Tina Haim-Wentscher was born in 1887 in Constantinople as a daughter of the originating from Serbia coming merchant David Leon Haim and his Italian wife Rebecca Mondolfo. The family belonged to the Turkish-Sephardi Jews. The family came to Vienna and 1893 to Berlin, where Tina Haim in 1907/08 studied sculpture at a private art school, the Lewin-Funcke-School in Charlottenburg and then ran her own studio. From 1912 to 1914 she stayed several times for studies in Paris, where her works attracted the interest of the sculptor Auguste Rodin. With a bust of her sister, her first work, she participated in an exhibition of the Berlin Secession.

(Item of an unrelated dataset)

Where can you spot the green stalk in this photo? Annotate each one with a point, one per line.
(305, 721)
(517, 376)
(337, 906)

A long-standing friendship linked her to the sculptress Käthe Kollwitz.
In 1914 she married the Berlin painter . From 1921 the couple undertook study trips to Greece, Italy, Egypt and a longer trip to Bali and Java in 1931/32. From 1927 to 1931 she was a member of the Association of Berlin artists. In 1933, they decided on the advice of Käthe Kollwitz, not to return to Germany because of the deteriorating situation for Jews. They stayed in China and again Indonesia and in the countries of Indochina, about 1935/36 in Siam and Cambodia, 1936-37 in Singapore and 1936/40 in Malaysia.
With the outbreak of World War II, the couple was deported in 1940 as "Enemy Aliens" to Australia, where they were interned until 1942 in Tatura, Victoria. After her release, they settled in Melbourne, received Australian citizenship in 1946 and anglicized their name to "Wentcher". Tina Haim-Wentcher joined the Melbourne Society of Women Painters and Sculptors, and in 1958 she was awarded the "Interstate Sculptors Prize" of Newcastle, New South Wales. Her charitable work for the Royal Children's Hospital in Melbourne led to a close friendship with the philanthropist Dame Elisabeth Murdoch, the mother of media mogul Rupert Murdoch. Tina Haim-Wentcher died in 1974 in her 87th year of life in Melbourne.

Work

The art patron Henri James Simon gave the Egyptian Museum of Berlin in 1920, among of other pieces, the bust of the Egyptian queen Nefertiti, the most famous exhibit of his collection. Simon had financed the excavations of Ludwig Borchardt in the Egyptian Amarna and brought the artifacts to Germany. Heinrich Schäfer, director of the Egyptian Museum, greatly appreciated the works of Tina Haim. He commissioned the artist in 1913, to make a detailed copy of the bust. She made two copies in artificial stone for Wilhelm II, German Emperor and James Simon. In the early 1920s made Haim-Wentscher once again a model bust, an exact manually made presumptuous model. This model was used for many years for molding all subsequent art replicas.
Tina Haim-Wentscher together with her husband designed the artistic decoration of the Malaysian pavilion for the Empire Exhibition, Scotland 1938 in Glasgow. The decorations were made in form of ten dioramas with life-size stone figures in front of landscapes.
Sculptures by her are in the National Gallery of Victoria, Melbourne, in the National Gallery of Australia, Canberra, in the Art Gallery of New South Wales in Sydney and in the McClelland Gallery and Sculpture Park, Langwarrin, Victoria.